并非所有的LLM生成数据都是平等的：重新思考文本分类中的数据加权问题

Research

arXiv

Not All LLM-Generated Data Are Equal: Rethinking Data Weighting in Text Classification

Hsun-Yu Kuo ,

Wei-Yun Ma ,

摘要 Abstract

通过大语言模型（LLMs）进行合成数据增强，使研究者能够利用额外的训练数据，从而提升下游任务的表现，特别是在现实世界数据稀缺的情况下。然而，生成的数据可能偏离真实世界的数据，这种不一致在应用训练好的模型时可能导致效果不佳。因此，我们提出了高效的加权损失方法，通过仅使用少量真实世界数据，强调由LLMs生成的高质量且多样化的数据，以实现合成数据与真实世界分布的对齐。我们在多种文本分类任务中实证评估了该方法的有效性，结果表明，基于BERT模型采用我们的方法稳健地优于标准交叉熵和其他数据加权方法，为有效利用来自任何合适数据生成器的合成数据进行模型训练提供了潜在解决方案。

Synthetic data augmentation via large language models (LLMs) allows researchers to leverage additional training data, thus enhancing the performance of downstream tasks, especially when real-world data is scarce. However, the generated data can deviate from the real-world data, and this misalignment can bring deficient outcomes while applying the trained model to applications. Therefore, we proposed efficient weighted-loss approaches to align synthetic data with real-world distribution by emphasizing high-quality and diversified data generated by LLMs with using merely a little real-world data.
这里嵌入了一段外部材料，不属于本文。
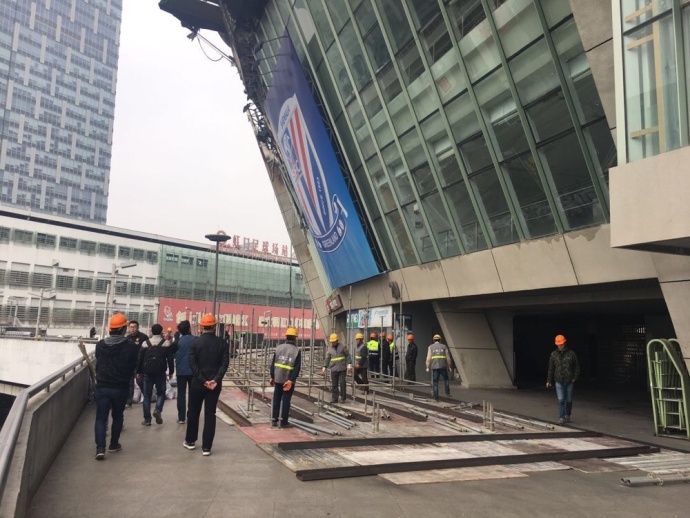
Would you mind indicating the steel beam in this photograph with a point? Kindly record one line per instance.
(430, 439)
(398, 467)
We empirically assessed the effectiveness of our method on multiple text classification tasks, and the results showed leveraging our approaches on a BERT-level model robustly outperformed standard cross-entropy and other data weighting approaches, providing potential solutions to effectively leveraging synthetic data from any suitable data generator for model training.